Incidentally, Microsoft Academic Search is pretty impressive so far. They've added many features. They also have an API that is pretty easy to use, which Scholar doesn't.
I just looked at Microsoft's offering, and while it has a lot of nice features it seems like the citation counts are wildly wrong when compared to the numbers produced by Web of Science and Google Scholar. Perhaps they have not completed their indexing yet. A few other concerns that I have besides inaccuracy are (1) The interface is significantly more cluttered and confusing, and (2) In their decision to auto-generate profiles, rather than wait for authors to create their own, you have a glut of profiles that again are incorrect in the papers that are attributed to them. The chances that a significant number of people are going to go in and curate their profiles seems small, instead of having a limited but accurate collection of profiles, you end of having a majority of incorrect ones.
The "citation context" for a paper in Microsoft's search is particularly nice. Instead of just a list of papers that cite a given paper, you can get little blurb excerpts of the sentences that cite it.
There are definitely things that skew the index that might not necessarily reflect the quality of the journal. For example, the 20th ranked journal by H-5 index is Nucleic Acids Research (NAR). However, when you look at the H-index articles for NAR, you see that they are dominated by articles announcing or simply cataloging an important database. These get cited very extensively, becuase anytime you use a database you need to cite it, but they aren't what I would call high impact research articles. NAR just happens to be a journal that has a special annual Database issue where bioinformaticists can drop an article describing their useful database.
EDIT: It would be fair to say that since a database is so widely cited it is important. So maybe the index is more robust than I originally considered. But something still seems skewed here.
Rob J Hyndman has a very nice review on Google scholar metrics [1]. Here is his ending quote:
In summary, the h5-index is simple to understand, hard to
manipulate, and provides a reasonable if crude measure of
the respect accorded to a journal by scholars within its
field.
While journal metrics are no guarantee of the quality of a
journal, if they are going to be used we should use the
best available, and Google’s h5-index is a big improvement
on the ISI impact factor.
[1] http://robjhyndman.com/researchtips/google-scholar-metrics/The only CS conference/journal I saw on the list was "IEEE Conference on Computer Vision and Pattern Recognition, CVPR". That's not the top CS venue I know of.

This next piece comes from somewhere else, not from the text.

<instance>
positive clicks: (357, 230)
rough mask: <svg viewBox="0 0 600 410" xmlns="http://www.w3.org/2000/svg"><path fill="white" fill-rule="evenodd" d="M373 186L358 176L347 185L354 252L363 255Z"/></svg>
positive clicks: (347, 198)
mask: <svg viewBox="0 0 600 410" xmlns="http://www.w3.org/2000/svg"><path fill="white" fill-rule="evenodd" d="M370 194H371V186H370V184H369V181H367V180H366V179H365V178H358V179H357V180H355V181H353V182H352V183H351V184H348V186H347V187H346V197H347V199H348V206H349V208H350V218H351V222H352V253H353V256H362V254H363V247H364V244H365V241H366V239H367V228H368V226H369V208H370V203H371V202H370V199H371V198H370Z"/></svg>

That conference probably has a lot of biology stuff going on and, if you noticed the list of journals, they're almost all biology related. CS is a relatively small field, in comparison.
Nope. CVPR doesn't have too much biology in it (it does have a little). It tries to do a bit of cogsci, but it's mostly ML applied to vision. It generally doesn't use applications in the medical field either (there are bigger conferences for medical imaging).
it is the top venue in the field of computer vision
Is there any reason to believe this h-index method of ranking is a good idea? Why not use PageRank?
Interesting... how is CVPR the only computer science-related publication in the top 100?